By using TypeBoard, users can rest their hands on tablets without worrying about unintentional touches. Leveraging this advantage, we proposed ResType to solve two more problems in tablet text entry. Firstly, the soft keyboard occupies a large amount of screen space, affecting the access to information. Secondly, due to the lack of tactile feedback, users cannot locate keys without visual attention, causing additional visual attention switches while typing. Based on TypeBoard, ResType allows users to rest hands on the tablet, similar to how physical keyboard users align their fingers using the landmarks on the home row. Then, ResType adapts an invisible virtual keyboard to users’ resting hands, enabling efficient touch typing. Please refer to our paper for more details.
Paper Abstract
Text entry on tablet touchscreens is a basic need nowadays. Tablet keyboards require visual attention for users to locate keys, thus not supporting efficient touch typing.

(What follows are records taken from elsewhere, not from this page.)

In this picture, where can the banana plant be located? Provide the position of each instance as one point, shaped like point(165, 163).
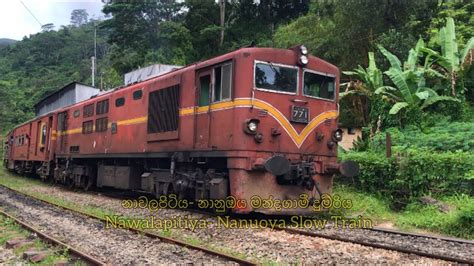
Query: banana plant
point(409, 90)
point(371, 78)
point(450, 60)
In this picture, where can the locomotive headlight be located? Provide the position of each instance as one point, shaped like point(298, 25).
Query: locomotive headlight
point(303, 59)
point(251, 126)
point(337, 135)
point(303, 50)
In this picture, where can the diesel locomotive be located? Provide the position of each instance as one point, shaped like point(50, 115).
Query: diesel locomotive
point(255, 121)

They also take up a large proportion of screen space, which affects the access to information. To solve these problems, we propose ResType, an adaptive and invisible keyboard on three-state touch surfaces (e.g. tablets with unintentional touch prevention). ResType allows users to rest their hands on it and automatically adapts the keyboard to the resting fingers. Thus, users do not need visual attention to locate keys, which supports touch typing. We quantitatively explored users’ resting finger patterns on ResType, based on which we proposed an augmented Bayesian decoding algorithm for ResType, with 96.3% top-1 and 99.0% top-3 accuracies. After a 5-day evaluation, ResType achieved 41.26 WPM, outperforming normal tablet keyboards by 13.5% and reaching 86.7% of physical keyboards. It solves the occlusion problem while maintaining comparable typing speed with current methods on visible tablet keyboards.